GlobalVectors: Creates Global Vectors word-embeddings model.

Description

Class for GloVe word-embeddings model. It can be trained via fully can asynchronous and parallel AdaGrad with $fit_transform() method.

Usage

GloVe

Format

R6Class object.

Fields

components

represents context word vectors

n_dump_every

integer = 0L by default. Defines frequency of dumping word vectors. For example user can ask to dump word vectors each 5 iteration.

shuffle

logical = FALSE by default. Defines shuffling before each SGD iteration. Generally shuffling is a good idea for stochastic-gradient descent, but from my experience in this particular case it does not improve convergence.

grain_size

integer = 1e5L by default. This is the grain_size for RcppParallel::parallelReduce. For details, see http://rcppcore.github.io/RcppParallel/#grain-size. We don't recommend to change this parameter.

Usage

For usage details see Methods, Arguments and Examples sections.

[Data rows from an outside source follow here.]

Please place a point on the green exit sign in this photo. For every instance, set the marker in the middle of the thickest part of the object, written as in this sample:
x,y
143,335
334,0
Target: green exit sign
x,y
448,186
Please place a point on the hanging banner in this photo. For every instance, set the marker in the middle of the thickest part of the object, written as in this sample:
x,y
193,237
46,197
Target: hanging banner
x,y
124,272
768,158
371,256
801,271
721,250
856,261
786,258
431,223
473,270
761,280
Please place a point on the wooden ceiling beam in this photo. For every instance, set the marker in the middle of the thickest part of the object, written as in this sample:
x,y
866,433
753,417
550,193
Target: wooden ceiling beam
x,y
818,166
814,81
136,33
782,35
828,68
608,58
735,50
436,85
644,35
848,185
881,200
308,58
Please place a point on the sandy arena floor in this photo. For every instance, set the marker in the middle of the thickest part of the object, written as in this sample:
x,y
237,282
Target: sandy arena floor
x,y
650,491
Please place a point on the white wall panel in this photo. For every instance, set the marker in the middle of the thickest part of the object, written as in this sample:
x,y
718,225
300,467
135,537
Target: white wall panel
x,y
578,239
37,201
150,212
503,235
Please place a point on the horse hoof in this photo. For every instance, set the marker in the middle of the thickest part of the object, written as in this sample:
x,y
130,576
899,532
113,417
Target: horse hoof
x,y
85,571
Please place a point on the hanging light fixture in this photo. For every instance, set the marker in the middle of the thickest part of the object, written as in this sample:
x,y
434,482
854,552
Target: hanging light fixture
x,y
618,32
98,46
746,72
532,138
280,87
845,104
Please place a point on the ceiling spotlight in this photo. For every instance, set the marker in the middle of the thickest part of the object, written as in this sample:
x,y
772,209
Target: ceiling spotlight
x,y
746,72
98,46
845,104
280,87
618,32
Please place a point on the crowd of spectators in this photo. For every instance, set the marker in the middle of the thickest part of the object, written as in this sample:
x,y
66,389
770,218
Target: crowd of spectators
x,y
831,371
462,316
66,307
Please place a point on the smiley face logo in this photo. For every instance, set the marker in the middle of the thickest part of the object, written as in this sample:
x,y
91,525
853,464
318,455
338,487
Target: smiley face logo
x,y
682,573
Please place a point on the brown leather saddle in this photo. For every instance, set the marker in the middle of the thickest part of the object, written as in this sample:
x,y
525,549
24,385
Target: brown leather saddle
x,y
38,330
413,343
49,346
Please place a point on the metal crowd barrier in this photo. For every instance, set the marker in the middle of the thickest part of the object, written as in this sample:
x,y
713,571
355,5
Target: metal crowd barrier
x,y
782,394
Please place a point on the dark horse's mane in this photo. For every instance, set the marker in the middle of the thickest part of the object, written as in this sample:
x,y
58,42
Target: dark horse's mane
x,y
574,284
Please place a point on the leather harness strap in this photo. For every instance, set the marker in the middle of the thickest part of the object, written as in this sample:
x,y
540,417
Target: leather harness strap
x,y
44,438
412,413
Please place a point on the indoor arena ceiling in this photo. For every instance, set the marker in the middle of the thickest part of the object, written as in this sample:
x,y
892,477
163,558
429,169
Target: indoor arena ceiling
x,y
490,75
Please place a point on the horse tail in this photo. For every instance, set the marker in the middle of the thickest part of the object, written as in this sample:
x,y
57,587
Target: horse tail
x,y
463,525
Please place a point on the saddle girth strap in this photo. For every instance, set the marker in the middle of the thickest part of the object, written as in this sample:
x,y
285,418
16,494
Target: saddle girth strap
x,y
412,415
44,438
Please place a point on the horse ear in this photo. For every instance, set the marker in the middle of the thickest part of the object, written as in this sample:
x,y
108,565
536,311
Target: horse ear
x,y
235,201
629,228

glove = GlobalVectors$new(word_vectors_size, vocabulary, x_max, learning_rate = 0.15,
                          alpha = 0.75, lambda = 0.0, shuffle = FALSE, initial = NULL)
glove$fit_transform(x, n_iter = 10L, convergence_tol = -1, n_check_convergence = 1L,
              n_threads = RcppParallel::defaultNumThreads(), ...)
glove$components
glove$dump()

Methods

$new(word_vectors_size, vocabulary, x_max, learning_rate = 0.15, alpha = 0.75, lambda = 0, shuffle = FALSE, initial = NULL)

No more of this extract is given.